Regarding scalability and impact of language constructs, we found mostly linear dependencies of run time w.r.t. complexity measures of the input. We do not necessarily expect that the process mining and layout algorithms exhibit a similar behavior for larger workloads. As the tool is being used more widely, it may happen that users will not only sketch small process models but attempt to create yet bigger models. We plan to extend this study with also bigger examples, perhaps created artificially with certain characteristics, to assess whether the linear-time complexity result also holds for larger models. This will be key to determine where the threshold lies for live-modeling to stop being an option. We are also planning to introduce in the next release of the tool the option for users to control the automatic live text-to-graphical synchronization.
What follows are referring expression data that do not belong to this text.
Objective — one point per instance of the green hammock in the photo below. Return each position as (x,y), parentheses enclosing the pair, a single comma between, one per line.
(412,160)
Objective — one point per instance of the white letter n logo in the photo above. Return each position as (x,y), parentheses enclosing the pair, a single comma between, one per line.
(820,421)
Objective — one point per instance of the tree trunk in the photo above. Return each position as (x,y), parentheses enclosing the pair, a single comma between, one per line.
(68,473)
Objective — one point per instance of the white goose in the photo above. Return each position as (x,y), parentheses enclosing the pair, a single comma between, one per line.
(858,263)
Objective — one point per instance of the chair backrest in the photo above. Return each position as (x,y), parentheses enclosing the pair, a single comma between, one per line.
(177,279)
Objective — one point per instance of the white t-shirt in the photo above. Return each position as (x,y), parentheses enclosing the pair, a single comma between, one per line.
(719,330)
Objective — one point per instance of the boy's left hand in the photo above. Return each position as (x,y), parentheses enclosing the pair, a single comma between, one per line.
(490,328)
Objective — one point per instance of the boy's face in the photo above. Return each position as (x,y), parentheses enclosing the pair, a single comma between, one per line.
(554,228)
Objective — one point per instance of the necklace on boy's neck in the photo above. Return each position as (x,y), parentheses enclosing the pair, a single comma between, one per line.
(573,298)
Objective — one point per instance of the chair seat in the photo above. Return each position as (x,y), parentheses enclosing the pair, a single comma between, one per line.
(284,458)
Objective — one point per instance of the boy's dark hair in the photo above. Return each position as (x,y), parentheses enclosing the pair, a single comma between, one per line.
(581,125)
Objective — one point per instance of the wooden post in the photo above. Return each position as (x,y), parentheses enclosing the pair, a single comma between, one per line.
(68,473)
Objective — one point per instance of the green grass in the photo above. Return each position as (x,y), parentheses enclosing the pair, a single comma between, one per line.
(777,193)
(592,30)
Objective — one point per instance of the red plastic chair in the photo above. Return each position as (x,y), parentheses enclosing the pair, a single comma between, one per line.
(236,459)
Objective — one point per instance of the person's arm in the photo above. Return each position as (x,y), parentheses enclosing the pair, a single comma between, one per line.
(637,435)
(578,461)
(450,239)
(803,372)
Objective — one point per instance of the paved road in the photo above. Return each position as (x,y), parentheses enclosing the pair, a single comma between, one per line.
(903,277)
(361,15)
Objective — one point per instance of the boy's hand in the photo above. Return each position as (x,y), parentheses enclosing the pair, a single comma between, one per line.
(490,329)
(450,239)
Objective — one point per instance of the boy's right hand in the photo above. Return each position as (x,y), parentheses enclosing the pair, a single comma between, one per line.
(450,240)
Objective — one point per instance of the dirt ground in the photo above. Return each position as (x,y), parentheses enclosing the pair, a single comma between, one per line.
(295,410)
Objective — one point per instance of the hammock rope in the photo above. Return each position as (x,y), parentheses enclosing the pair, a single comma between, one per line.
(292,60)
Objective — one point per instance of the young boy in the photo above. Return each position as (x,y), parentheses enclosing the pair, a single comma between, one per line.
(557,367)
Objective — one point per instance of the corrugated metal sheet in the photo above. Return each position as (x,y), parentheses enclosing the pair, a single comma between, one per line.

This way, users themselves can determine on a individual basis whether the delay is acceptable or not, both depending on their local hardware capacity and the size and complexity of their models.

While this article focused on the performance of the tool itself, more work is needed to assess the performance and productivity of its users. For example, we are interested to recruit users interested in participating in empirical studies to observe: (1) how long it takes to obtain the first version of a model which can be subjected to a round of feedback with the stakeholders; (2) how easy is it to quickly apply suggestions for improvements while refining the models as opposed to traditional visual environments; (3) what is the end-user perceived performance of the tool within their usual modeling activities; and (4) what difficulties may arise when using the tool with larger and more complex models as opposed to initial model sketches. We are also planning to provide collaborative editing capabilities of the text editor which could further help increasing the efficiency of process elicitation workshops or interviews.